Antique Yellow vs Mountain Peak White
Antique Yellow and Mountain Peak White come from the same Benjamin Moore collection. Antique Yellow reads as beige-yellow, while Mountain Peak White reads as beige-white — two distinct hue families, not close cousins. The 7-point LRV gap — 89 for Mountain Peak White vs 81 for Antique Yellow — means Mountain Peak White will open up a space more effectively. Where Antique Yellow leans red, Mountain Peak White reads yellow — a distinction that shifts noticeably depending on the light source and surrounding finishes. ΔE 8.9 means they're clearly different, but not dramatically so — they'd pair well in the same room. Below, 5 simulated room previews show how each color reads at scale — real-room photos will be added as they become available.
Color Details
Antique Yellow vs Mountain Peak White Simulated Comparison
5 simulated room previews — drag the slider on each to see Antique Yellow on one side and Mountain Peak White on the other.
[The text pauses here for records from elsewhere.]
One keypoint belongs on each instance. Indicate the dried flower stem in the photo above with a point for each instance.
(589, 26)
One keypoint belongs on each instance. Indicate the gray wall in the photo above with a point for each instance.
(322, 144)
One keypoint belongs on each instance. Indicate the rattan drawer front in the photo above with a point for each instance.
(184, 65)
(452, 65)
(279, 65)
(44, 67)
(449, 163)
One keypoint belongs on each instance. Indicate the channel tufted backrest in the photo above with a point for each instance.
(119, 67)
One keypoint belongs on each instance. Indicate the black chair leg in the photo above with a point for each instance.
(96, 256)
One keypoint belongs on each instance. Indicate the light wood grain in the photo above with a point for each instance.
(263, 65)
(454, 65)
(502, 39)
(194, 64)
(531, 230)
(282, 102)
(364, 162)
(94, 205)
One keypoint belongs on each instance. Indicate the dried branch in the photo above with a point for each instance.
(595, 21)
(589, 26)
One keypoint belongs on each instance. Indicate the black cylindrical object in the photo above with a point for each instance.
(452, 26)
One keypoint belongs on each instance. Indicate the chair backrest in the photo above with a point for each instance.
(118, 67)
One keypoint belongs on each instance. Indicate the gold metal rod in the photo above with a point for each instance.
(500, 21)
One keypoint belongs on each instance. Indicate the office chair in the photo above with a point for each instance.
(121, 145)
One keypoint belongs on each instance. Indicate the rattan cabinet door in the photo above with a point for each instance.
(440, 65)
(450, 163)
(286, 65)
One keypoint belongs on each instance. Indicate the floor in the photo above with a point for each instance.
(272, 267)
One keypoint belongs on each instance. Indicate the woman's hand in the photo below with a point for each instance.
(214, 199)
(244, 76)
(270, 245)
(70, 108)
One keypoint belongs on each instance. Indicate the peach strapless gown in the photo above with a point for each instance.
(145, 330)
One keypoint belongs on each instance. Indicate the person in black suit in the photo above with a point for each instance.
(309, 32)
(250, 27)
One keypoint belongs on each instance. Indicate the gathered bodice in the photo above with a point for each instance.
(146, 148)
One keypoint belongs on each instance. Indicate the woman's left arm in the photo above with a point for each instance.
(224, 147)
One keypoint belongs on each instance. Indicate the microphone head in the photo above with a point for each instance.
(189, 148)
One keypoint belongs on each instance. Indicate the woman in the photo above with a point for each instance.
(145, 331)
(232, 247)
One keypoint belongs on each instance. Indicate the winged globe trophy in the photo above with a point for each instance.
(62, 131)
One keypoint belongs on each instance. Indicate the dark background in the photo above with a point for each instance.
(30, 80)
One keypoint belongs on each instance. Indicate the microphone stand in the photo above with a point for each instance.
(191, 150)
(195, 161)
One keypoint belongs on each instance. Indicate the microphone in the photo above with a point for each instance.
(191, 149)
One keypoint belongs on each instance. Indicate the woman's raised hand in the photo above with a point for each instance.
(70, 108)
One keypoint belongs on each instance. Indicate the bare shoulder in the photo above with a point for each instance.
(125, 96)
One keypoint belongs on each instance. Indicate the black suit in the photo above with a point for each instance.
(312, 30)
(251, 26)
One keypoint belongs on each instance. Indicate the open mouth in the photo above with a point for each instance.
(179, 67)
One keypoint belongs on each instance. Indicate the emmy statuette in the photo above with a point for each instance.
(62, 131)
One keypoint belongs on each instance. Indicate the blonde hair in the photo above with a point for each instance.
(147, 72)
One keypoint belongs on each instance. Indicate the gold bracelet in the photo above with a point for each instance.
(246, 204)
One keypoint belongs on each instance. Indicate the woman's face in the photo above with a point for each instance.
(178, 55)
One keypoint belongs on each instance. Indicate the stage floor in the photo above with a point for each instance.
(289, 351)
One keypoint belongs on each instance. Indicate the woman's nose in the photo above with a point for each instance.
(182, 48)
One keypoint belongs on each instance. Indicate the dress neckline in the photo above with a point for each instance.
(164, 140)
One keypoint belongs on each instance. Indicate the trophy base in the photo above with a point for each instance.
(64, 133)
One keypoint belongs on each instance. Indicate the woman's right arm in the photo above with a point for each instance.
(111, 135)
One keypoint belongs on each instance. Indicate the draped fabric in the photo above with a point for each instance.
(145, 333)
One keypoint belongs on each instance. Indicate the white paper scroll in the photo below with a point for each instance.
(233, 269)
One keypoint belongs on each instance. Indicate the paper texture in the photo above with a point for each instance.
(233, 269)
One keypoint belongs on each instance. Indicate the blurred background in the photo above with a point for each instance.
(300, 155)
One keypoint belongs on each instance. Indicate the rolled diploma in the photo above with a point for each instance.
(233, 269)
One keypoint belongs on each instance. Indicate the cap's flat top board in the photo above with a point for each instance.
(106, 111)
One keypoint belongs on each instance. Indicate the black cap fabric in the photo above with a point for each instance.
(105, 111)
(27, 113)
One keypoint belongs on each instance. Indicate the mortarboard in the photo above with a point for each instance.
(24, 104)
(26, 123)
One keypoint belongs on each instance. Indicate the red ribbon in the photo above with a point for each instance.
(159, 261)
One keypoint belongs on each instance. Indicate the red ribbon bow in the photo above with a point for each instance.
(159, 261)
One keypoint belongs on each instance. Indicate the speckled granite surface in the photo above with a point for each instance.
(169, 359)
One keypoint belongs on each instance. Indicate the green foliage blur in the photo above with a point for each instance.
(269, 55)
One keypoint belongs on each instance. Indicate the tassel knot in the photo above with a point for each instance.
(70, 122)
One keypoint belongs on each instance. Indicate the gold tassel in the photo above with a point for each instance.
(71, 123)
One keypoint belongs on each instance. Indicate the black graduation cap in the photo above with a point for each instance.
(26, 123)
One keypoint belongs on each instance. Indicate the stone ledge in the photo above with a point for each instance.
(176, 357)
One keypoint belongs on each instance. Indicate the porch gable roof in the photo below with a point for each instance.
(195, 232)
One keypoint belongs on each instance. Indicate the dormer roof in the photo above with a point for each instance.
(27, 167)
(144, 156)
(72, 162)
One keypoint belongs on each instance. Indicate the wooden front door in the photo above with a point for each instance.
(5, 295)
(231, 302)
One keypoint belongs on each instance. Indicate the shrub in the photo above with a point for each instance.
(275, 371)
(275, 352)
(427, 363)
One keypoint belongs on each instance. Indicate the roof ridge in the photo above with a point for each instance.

Digital color is approximate. These simulations are generated from the manufacturer's hex values and overlaid on grayscale room photos — your screen's calibration, brightness, and viewing angle all affect how they render. Before committing to either color, test physical samples in your own space under the light you actually live with.
More Antique Yellow comparisons
See how Antique Yellow stacks up against other well-photographed colors across different brands and tones.